Edit: I just saw the lambda - didn't notice that before.
Re: Question about enough light power for EPI DIC
Right, DIC can reveals some details while POL and brightfield cannot, it has better 3D effect.
Thanks for the pictures. They look better than mine. The edges look clear.
I only use the middle lambda tint plate for DIC, just put it into the slot.It boosts the DIC effect. Forget about the ND12...blocks the light too much. I am still in eager of more light... How do your DIC prisms look? Are they N-NIC or M-NIC type like below? Tony
Thanks for the pictures. They look better than mine. The edges look clear.

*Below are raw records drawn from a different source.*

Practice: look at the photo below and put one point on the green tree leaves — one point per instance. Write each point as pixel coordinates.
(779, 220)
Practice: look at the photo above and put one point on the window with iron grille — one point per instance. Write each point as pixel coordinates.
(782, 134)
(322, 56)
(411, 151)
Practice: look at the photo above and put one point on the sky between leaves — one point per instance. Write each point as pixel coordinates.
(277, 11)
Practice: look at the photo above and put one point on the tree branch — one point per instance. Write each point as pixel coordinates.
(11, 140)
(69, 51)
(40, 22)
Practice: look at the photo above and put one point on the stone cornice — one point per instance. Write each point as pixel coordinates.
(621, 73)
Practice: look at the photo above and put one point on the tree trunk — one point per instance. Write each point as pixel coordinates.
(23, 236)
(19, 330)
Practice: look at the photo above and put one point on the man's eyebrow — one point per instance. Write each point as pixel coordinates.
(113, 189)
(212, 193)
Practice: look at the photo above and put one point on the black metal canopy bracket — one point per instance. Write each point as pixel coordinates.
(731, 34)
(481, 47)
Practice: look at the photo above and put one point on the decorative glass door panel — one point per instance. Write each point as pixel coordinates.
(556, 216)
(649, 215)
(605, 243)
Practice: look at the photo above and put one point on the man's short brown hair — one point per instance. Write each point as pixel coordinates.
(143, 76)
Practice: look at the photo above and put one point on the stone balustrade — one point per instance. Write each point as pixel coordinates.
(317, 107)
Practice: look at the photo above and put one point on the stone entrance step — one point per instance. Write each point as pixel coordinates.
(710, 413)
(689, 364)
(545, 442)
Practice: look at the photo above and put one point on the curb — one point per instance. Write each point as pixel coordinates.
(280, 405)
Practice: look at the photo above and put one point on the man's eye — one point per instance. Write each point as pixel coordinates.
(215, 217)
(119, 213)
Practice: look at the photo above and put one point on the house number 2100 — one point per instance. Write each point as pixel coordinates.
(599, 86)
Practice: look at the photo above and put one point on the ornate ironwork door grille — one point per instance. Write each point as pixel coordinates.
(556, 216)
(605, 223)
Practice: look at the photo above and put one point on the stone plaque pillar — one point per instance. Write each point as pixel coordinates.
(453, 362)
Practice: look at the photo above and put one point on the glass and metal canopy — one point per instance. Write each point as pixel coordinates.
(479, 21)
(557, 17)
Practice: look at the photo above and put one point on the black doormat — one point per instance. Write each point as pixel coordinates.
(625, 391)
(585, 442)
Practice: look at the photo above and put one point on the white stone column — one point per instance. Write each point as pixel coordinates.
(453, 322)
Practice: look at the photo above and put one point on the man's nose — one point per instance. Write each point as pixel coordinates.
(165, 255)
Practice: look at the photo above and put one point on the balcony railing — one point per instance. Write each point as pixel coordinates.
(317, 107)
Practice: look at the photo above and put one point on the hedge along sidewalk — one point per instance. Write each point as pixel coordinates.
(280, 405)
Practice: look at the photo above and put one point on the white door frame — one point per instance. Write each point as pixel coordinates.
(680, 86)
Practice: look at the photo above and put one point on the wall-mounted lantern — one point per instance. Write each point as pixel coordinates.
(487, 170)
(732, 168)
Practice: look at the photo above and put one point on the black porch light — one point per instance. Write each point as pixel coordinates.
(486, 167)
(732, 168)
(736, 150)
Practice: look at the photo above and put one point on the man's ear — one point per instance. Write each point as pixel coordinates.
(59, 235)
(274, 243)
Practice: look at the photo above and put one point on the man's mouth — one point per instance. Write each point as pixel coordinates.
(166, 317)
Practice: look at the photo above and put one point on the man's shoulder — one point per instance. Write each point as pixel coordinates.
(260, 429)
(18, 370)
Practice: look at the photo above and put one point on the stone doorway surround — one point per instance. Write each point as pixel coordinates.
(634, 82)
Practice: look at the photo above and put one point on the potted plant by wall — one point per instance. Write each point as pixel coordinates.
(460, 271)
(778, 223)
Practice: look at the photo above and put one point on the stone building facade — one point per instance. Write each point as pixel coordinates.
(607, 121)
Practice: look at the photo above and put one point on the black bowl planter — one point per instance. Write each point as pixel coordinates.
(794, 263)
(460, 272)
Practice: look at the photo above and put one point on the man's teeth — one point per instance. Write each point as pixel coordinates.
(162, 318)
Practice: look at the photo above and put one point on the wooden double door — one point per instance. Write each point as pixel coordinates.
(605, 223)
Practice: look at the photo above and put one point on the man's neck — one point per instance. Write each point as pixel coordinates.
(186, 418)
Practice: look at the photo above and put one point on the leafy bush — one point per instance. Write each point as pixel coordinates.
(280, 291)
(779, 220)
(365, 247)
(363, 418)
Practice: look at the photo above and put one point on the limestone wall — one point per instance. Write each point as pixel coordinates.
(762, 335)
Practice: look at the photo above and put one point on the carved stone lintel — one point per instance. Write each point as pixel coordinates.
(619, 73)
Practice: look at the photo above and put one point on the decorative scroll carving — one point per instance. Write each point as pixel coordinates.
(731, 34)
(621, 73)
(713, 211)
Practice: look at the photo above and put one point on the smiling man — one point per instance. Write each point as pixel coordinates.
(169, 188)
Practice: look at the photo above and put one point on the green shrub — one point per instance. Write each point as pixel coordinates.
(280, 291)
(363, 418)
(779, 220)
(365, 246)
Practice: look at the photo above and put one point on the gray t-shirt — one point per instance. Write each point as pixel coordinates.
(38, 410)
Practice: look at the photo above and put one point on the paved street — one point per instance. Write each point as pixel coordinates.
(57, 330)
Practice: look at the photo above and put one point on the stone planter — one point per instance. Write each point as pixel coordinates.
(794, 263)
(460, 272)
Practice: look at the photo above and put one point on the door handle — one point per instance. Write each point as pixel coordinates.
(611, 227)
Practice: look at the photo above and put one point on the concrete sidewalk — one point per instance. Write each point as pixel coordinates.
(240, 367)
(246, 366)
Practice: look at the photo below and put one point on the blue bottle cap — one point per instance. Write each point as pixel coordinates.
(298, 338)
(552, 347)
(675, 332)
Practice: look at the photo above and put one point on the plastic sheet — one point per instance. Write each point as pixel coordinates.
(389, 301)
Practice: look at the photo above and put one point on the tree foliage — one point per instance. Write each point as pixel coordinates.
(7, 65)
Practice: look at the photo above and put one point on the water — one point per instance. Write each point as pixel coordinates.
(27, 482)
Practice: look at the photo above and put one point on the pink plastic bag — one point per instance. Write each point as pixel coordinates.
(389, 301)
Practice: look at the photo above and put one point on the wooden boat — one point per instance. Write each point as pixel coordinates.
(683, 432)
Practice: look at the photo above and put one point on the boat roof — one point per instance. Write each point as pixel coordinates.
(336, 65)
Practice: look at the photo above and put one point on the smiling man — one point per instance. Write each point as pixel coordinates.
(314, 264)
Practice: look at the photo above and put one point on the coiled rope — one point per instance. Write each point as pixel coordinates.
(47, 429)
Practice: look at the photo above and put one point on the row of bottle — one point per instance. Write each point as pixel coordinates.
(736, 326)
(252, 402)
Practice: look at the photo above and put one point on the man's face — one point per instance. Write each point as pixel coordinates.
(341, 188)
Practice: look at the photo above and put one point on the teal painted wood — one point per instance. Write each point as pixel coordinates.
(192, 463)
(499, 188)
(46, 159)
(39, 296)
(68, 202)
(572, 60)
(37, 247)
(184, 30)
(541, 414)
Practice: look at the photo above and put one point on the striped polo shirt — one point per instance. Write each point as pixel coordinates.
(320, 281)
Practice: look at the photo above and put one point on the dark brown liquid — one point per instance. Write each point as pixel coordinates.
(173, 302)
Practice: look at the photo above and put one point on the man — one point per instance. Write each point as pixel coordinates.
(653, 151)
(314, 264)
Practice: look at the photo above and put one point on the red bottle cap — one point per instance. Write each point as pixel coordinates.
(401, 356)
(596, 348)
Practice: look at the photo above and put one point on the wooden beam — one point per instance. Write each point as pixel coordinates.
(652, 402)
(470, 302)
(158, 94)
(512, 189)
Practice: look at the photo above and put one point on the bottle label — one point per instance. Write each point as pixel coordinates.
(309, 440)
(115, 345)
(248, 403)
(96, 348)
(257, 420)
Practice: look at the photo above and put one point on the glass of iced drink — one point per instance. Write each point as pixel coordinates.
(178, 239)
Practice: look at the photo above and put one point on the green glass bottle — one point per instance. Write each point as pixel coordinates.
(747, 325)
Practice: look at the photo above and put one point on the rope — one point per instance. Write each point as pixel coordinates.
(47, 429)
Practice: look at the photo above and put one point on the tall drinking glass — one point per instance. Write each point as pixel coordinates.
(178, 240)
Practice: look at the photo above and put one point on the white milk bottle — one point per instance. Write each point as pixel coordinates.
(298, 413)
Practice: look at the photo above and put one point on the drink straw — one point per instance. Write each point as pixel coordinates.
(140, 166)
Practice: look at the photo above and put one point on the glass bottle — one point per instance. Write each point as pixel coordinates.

I only use the middle lambda tint plate for DIC, just put it into the slot.It boosts the DIC effect. Forget about the ND12...blocks the light too much. I am still in eager of more light... How do your DIC prisms look? Are they N-NIC or M-NIC type like below? Tony
Re: Question about enough light power for EPI DIC
I've got 3 different types. They all seem to produce about the same quality of image, but I like the latter two best since the prism can be completely removed from the path to use darkfield, pol or brightfield with a quick flip or slide. The former style only allows translation of the prism, although the translation is much easier to fine tune since it's translated by a fine thread screw. I also have all T-2 prisms on the flip-out (second type) style except for one which is a T4-2. I don't care for that one, like the T-2 better. The T-2 give a nice even color or grayscale across the field, where the T4-2 is banded through several colors even on an almost completely flat surface. As near as I can tell the only difference between M-NIC and N-NIC prisms is that one can be used for 27mm threaded objectives and one can't. The former don't appear to be usable for darkfield or pol (nor clear brightfield) however as the prism isn't able to be removed from the light path without completely removing it from the scope.
Re: Question about enough light power for EPI DIC
That's a full collection, pretty detailed comparison between the 3 types of prisms. Great information. It's true the flip-out style is more convenient for a quick transition.
I'm now using the middle on as you attached, T4-2 for 20X and the rest all T-2. Got my headache with the doubling issue. Brightfield, darkfield, pol produce the clear image while DIC not so good. Objective is Lmplanfl 10x, I tried ULWD NEOSPLAN also, the doubling issue under DIC is about the same.
DIC is obviously not clear as other modes.
Tony
I'm now using the middle on as you attached, T4-2 for 20X and the rest all T-2. Got my headache with the doubling issue. Brightfield, darkfield, pol produce the clear image while DIC not so good. Objective is Lmplanfl 10x, I tried ULWD NEOSPLAN also, the doubling issue under DIC is about the same.
DIC is obviously not clear as other modes.